- Born: 1847 Brooklyn, New York, U.S.
- Died: 1906 (aged 58–59) New York City, U.S.
- Occupations: Businessman: Wholesale meat distribution Racehorse/Racetrack owner

= Michael F. Dwyer =

Michael F. Dwyer (1847-1906) was an American businessman and prominent owner of Thoroughbred racehorses and racetracks from Brooklyn, New York. He and older brother Philip made a fortune in the meat packing industry, supplying butcher shops, eating establishments and hotels.

==Thoroughbred racing==
In 1874 the Dwyer brothers entered the sport of Thoroughbred racing, building their Dwyer Brothers Stable into one of the top racing operations in the United States. Between them, they won the Kentucky Derby twice, the Preakness Stakes once, and the Belmont Stakes five times in the six years from 1883 through 1888. They owned and raced some of the best horses in the history of American Thoroughbred flat racing including four that have been inducted in the National Museum of Racing and Hall of Fame. In 1890, the Dwyers decided to dissolve their formal racing partnership. Mike Dwyer went on to enjoy further racing success and gained control of the New Jersey Jockey Club that operated a racetrack in Elizabeth, New Jersey.

==Racetrack ownership==
During the 1880s, the Dwyer brothers entered into a leasing arrangement for the Prospect Park Fair Grounds Trotting Track which they operated so successfully that they decided to build their own racing facility. In 1887 they established the Brooklyn Jockey Club which built and operated the Gravesend Race Track at Gravesend on Coney Island, New York.

==The Racing Trust==
Organized by Pierre Lorillard IV in 1891 and chaired by John Hunter, the Racing Trust, more commonly referred to as the Board of Control, was the governing authority that oversaw the sport of horse racing in New York State. It was dominated by the Dwyer brothers and John A. Morris, a businessman known as the "lottery king" who owned the Morris Park Racecourse. In the early 1890s they came under severe criticism from a group of horse trainers who claimed the Dwyers routinely acted in their own self interests to the detriment of the competitors and the public. The trainers called for change and were soon joined by a group of prominent owners such as James R. Keene and August Belmont, Jr. The matter culminated with the 1894 formation of The Jockey Club.

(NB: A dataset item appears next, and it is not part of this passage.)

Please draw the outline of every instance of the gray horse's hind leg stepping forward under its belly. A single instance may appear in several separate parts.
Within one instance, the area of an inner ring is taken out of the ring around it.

Mike Dwyer was notorious for betting enormous amounts of money on the outcome of horse races. He died in 1906 and in his brother Philip's 1917 obituary, the New York Times newspaper reported that Mike Dwyer "paralyzed the betting ring with the magnitude of his wagers" and died in "poor circumstances" as a result of his heavy gambling. The 2004 book Women of the Year - Ten Fillies Who Achieved Horse Racing's Highest Honor said that by the time Dwyer died, reporters believed that he had lost more than $1.5 million betting on favorites.

His eldest son, Charles F. Dwyer, who won the 1898 Preakness Stakes with the colt Sly Fox, would also become notorious for his gambling.